In 1923, the Khvalynsky Uyezd was abolished, its territory is divided between Volsky Uyezd and Kuznetsky Uyezd. Dergachyovsky District was formed through consolidation of Novouzensk Uyezd and Elansky Uyezd with Atkarskaya Uyezd.

In a Resolution of the All-Russian Central Executive Committee on May 21, 1928 Saratov Governorate was abolished and its territory was included in the Lower Volga Oblast, which was later turned into Saratov Krai and Saratov Oblast.

==Subdivisions==
The Saratov Governorate was divided into 10 uyezds:
- Atkarsky Uyezd
- Balashovsky Uyezd
- Kamyshinsky Uyezd
- Khvalynsky Uyezd
- Kuznetsky Uyezd
- Petrovsky Uyezd
- Saratovsky Uyezd
- Serdobsky Uyezd
- Tsaritsynsky Uyezd
- Volsky Uyezd

==Demography==

===Language===
- Population by mother tongue according to the Imperial census of 1897.
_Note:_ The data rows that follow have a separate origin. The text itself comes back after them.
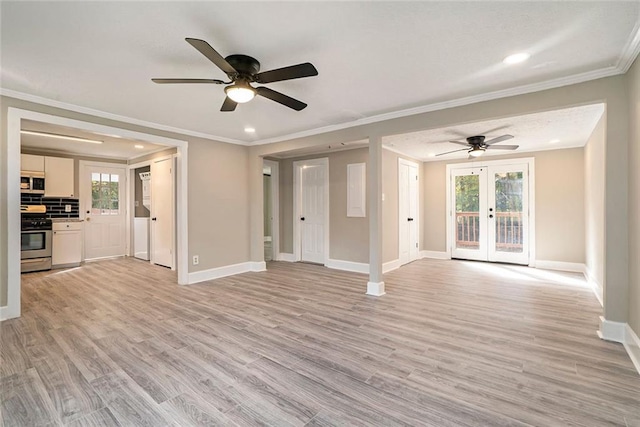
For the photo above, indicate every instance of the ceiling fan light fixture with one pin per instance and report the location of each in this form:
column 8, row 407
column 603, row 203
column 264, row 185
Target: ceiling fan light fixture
column 476, row 152
column 240, row 92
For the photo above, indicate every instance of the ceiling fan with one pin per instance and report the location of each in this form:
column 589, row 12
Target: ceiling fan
column 242, row 70
column 476, row 145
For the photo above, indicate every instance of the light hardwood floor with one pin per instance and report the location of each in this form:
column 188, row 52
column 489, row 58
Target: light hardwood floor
column 452, row 343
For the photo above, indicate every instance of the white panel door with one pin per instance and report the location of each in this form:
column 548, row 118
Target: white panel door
column 408, row 203
column 312, row 213
column 102, row 199
column 162, row 230
column 469, row 210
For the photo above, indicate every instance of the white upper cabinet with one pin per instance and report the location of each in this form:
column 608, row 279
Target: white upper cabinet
column 59, row 177
column 29, row 162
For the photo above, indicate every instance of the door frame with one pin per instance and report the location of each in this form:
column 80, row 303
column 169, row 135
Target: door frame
column 406, row 162
column 297, row 199
column 530, row 161
column 81, row 195
column 275, row 207
column 14, row 118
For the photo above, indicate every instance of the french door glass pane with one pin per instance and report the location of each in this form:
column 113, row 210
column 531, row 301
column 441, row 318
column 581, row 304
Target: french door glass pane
column 467, row 212
column 509, row 187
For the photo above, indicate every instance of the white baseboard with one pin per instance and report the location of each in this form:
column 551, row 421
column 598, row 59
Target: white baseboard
column 434, row 255
column 356, row 267
column 283, row 256
column 575, row 267
column 375, row 289
column 224, row 271
column 595, row 286
column 632, row 345
column 391, row 265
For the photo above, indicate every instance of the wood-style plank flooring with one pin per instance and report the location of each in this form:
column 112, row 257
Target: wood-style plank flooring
column 451, row 344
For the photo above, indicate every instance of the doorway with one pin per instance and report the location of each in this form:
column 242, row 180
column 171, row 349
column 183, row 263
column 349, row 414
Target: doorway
column 491, row 211
column 408, row 202
column 311, row 210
| Language | Number | percentage (%) | males | females |
|---|---|---|---|---|
| Russian | 1,846,436 | 76.7 | 895,661 | 950,775 |
| German | 166,528 | 6.9 | 83,512 | 83,016 |
| Ukrainian | 149,291 | 6.2 | 74,712 | 74,579 |
| Mordvin | 123,893 | 5.1 | 59,419 | 64,474 |
| Tatar | 94,693 | 3.9 | 47,507 | 47,186 |
| Chuvash | 14,403 | 0.6 | 7,063 | 7,340 |
| Polish | 2,596 | 0.1 | 1,781 | 815 |
| Jewish | 2,527 | 0.1 | 1,528 | 999 |
| Belarusian | 1,371 | 0.0 | 756 | 615 |
| Bashkir | 1,262 | 0.0 | 624 | 638 |
| Kalmyk | 733 | 0.0 | 421 | 312 |
| Gypsy | 589 | 0.0 | 310 | 279 |
| Latvian | 324 | 0.0 | 189 | 135 |
| Armenian | 168 | 0.0 | 122 | 46 |
| Other | 1,015 | 0.0 | 699 | 316 |
| Total | 2,405,829 | 100.0 | 1,174,304 | 1,231,525 |

===Religion===
- According to the Imperial census of 1897.
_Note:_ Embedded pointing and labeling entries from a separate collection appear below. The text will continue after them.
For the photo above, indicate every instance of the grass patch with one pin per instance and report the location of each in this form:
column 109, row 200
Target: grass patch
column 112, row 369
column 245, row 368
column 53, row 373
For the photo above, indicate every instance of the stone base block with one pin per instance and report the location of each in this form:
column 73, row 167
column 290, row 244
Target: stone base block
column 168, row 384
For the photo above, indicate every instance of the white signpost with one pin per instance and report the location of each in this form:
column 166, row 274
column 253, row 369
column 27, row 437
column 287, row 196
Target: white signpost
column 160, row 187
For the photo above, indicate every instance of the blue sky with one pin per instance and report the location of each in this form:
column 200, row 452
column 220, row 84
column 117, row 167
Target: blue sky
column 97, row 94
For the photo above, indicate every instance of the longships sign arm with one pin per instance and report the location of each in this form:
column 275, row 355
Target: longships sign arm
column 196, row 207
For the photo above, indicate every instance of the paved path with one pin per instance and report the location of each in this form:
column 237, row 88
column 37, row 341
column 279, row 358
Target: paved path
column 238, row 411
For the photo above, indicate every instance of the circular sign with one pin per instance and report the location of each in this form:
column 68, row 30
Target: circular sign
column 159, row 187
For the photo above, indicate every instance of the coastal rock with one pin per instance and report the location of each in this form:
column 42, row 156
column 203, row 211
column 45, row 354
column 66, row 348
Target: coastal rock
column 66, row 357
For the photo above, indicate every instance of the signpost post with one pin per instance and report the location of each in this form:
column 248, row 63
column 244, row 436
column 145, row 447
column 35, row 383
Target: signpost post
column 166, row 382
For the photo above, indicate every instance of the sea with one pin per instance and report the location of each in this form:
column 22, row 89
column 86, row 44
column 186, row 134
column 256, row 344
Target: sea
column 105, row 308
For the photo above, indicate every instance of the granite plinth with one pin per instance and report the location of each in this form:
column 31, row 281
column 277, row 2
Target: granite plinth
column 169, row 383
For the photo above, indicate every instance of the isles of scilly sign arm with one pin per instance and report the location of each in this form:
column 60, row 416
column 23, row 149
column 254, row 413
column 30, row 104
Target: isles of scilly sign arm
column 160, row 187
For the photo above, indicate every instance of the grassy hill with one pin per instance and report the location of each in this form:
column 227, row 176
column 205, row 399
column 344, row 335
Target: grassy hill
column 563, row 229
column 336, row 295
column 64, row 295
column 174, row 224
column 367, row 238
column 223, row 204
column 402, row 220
| Religion | Number | percentage (%) | males | females |
|---|---|---|---|---|
| Pravoslavs | 2,022,517 | 84.1 | 985,924 | 1,036,593 |
| Old Believers and others split from Pravoslavs | 113,710 | 4.7 | 52,315 | 61,395 |
| Lutherans | 96,958 | 4.0 | 48,528 | 48,430 |
| Islam | 96,001 | 4.0 | 48,177 | 47,824 |
| Reformed | 37,688 | 1.6 | 18.730 | 18.958 |
| Roman Catholic | 34,702 | 1.4 | 18,162 | 16,540 |
| Judaism | 2,953 | 0.1 | 1,716 | 1,237 |
| Buddhists, Lamaists | 731 | 0.0 | 420 | 311 |
| Baptists | 307 | 0.0 | 151 | 156 |
| Armenian Gregorians | 168 | 0.0 | 120 | 48 |
| Karaites | 12 | 0.0 | 6 | 6 |
| Anglicans | 11 | 0.0 | 11 | 0 |
| Armenian Catholic Church | 9 | 0.0 | 5 | 4 |
| Mennonites | 6 | 0.0 | 3 | 3 |
| Other: Christian denominations | 33 | 0.0 | 20 | 13 |
| Other: non-Christians | 23 | 0.0 | 16 | 7 |
| Total | 2,405,829 | 100.0 | 1,174,304 | 1,231,525 |

==Notable people==
- Sergei Bobokhov, Russian revolutionary, who committed suicide as a protest against the flogging of woman comrade in Siberia.